Manjit Singh
Data Science Portfolio
Education
Executive Post Graduate Program in Data Science & AI
IIIT Bangalore
Oct ‘23 – Jan ‘25
Bachelor of Commerce (B.Com)
Gauhati University
Jul ‘20 – Jun ‘23
Professional Experience
Associate - Data Analyst
Samhita | Remote | Nov 2024 – Present
At Samhita, I support data-driven decision-making for financial inclusion projects by managing datasets, uncovering insights, and automating processes across multiple programs. I work closely with program, tech, and MEL teams to ensure data flows efficiently from collection to actionable insight.
• Key Responsibilities:
🧹 Data Management & Reporting:
- Maintain and update datasets across Access to Finance initiatives including Pre-Credit Score (PCS), Returnable Grants, and Formal Loans.

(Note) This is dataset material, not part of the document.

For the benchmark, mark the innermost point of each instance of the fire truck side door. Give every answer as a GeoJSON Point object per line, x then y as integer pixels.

- Consolidate repayment data from various sources and support data cleaning, validation, and standardization.
📊 Dashboarding & Visualization:
- Assist in building and maintaining dashboards for internal monitoring and external reporting.
- Support real-time updates and enhancements for evolving project needs.
🔍 Data Analysis & Insight Generation:
- Conduct exploratory data analysis (EDA) to identify trends and anomalies.
- Extract, transform, and analyze data from SQL databases to inform strategic decisions.
⚙️ Process Automation & GenAI Adoption:
- Develop automation scripts using Python, SQL, and VBA to streamline recurring data workflows.
- Contribute to identifying and piloting GenAI use cases to enhance team productivity.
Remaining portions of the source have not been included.